La laïcité en vigueur en France
éradique la part sacrée en l’Homme. Lorsque l’on porte atteinte au nom de
principes abstraits, à la question de Dieu, le totalitarisme a la tentation de
s’engouffrer dans cet espace vacant. C’est ce qui est advenu. Comme l’évoque
Hannah Arendt, « la notion d’Homme », au sens révolutionnaire du
terme, est une pure abstraction. On sait ce qu’est un bourgeois ou un
prolétaire. Un « Homme », on ne l’a jamais vu. C’est la raison pour
laquelle ces « Droits de l’Homme » ont été balayés si aisément par
Vichy. La laïcité ne débouche pas nécessairement sur le principe de tolérance
si souvent évoqué. Voltaire, ennemi acharné de l’obscurantisme religieux, était
violemment antisémite. Par ailleurs, le déficit symbolique induit par la
Révolution française, la mort du Roi, symbole de Dieu, du Père et de tout
principe d’autorité, ont débouché sur la Terreur et la dictature bonapartiste.
La toute-puissance de la Raison, issue de la philosophie des Lumières, a trouvé
un de ses prolongements dans les dictatures marxistes. Les Droits de l’Homme de
1791 ont certainement constitué un progrès. Mais ils ont débouché sur un vide
spirituel et un principe étroit de la laïcité qui ont montré leur impuissance
face aux extrémismes.
Au Royaume-Uni règne le principe de
tolérance multiculturelle. Il n’y a donc aucune restriction au port de signes
religieux à l’école ou dans l’espace public. L’idée était de faciliter ainsi
l’intégration des membres des anciennes colonies de l’empire. Aujourd’hui encore,
les Sikhs sont coiffés d’un turban et arborent parfois le poignard pour
accompagner leurs enfants à l’école ou faire leurs courses au supermarché. Il
existe un enseignement du christianisme et des principales religions pratiquées
dans le royaume. Enfin, le voile est autorisé dans les lieux publics, y
compris le voile intégral, même pour des filles mineures ! Faut-il aller
jusque-là ? Non, car le voile intégral est une aliénation, une atteinte à
la dignité humaine.
Mais
faut-il pour autant faire la sourde oreille à ceux qui expriment leur volonté
d’afficher publiquement leurs croyances ? Cette démarche n’est-elle pas finalement en
relation avec la liberté d’expression ? On pourrait d’ailleurs
considérer le port du voile islamique (non intégral), de la kippa juive, de la
croix chrétienne, du turban sikh comme l’expression d’identités précieuses à
l’heure de l‘uniformisation mondiale. Par ailleurs, et c’est le point le plus
important, l’exercice caché de la religion risque de renforcer le sentiment de
persécution dont se nourrissent les extrémismes. Au contraire, l’expression
pacifiée et publique des identités religieuses peut être un rempart contre la
montée des tensions interreligieuses. Enfin, reconnaître une part de
spiritualité en chacun de nous, pourrait être le meilleur vaccin contre
l’émergence de mystiques improbables. L’enseignement à l’école de l’histoire
des religions nous semble ainsi souhaitable.

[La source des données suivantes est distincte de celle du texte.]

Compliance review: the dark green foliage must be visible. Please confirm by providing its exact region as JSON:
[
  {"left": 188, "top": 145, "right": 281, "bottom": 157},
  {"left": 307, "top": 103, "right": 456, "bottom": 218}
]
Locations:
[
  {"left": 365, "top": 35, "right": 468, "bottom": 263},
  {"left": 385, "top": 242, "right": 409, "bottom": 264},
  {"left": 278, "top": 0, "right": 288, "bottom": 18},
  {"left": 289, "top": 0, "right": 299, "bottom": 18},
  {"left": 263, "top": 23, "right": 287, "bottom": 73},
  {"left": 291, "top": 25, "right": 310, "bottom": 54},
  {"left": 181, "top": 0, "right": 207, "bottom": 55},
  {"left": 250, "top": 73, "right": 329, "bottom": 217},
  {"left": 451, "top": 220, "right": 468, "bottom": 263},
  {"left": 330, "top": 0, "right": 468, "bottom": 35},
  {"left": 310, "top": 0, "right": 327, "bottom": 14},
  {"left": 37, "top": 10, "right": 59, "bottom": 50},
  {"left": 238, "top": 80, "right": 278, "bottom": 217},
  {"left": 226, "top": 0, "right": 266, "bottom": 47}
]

Aujourd’hui, dans le cadre de la
construction de l’Europe et dans sa relation avec le Royaume-Uni ou les
Etats-Unis d’Amérique, pays religieux, la France apparaît vulnérable en raison
de son déficit symbolique, conséquence de la laïcité réductrice. Cette laïcité
a montré ses limites. Elle devrait évoluer vers une laïcité
« plurielle » qui intégrerait les différentes minorités religieuses.
Cela signifie bien sûr une plus grande permissivité sur les signes religieux
dans l’espace public, une plus grande tolérance à l’égard de coutumes,
pratiques, spécificités liées à la religion et, bien sûr, l’enseignement de
l’histoire des différentes religions à l’Ecole, assurée par des enseignants
publics ou non. Si ce principe renvoie à une référence, c’est à la Loi au sens
sinaïtique du terme (Les dix commandements) et au monde anglo-saxon fondé sur
la présence de Dieu.
La laïcité « plurielle »,
proche du modèle anglais sans ses excès, n’aurait pas pour seul effet d’apaiser
les tensions interreligieuses. Elle cicatriserait la plaie, celle du Parricide
de 1793, non pour amener la France à un retour au catholicisme mais à une
reprise en compte beaucoup plus vaste de la question du Père. Ce processus est
d’ordre psychanalytique.
Elle permettrait de faire rejaillir les
différentes spiritualités qui reposent au plus profond de l’âme de la France.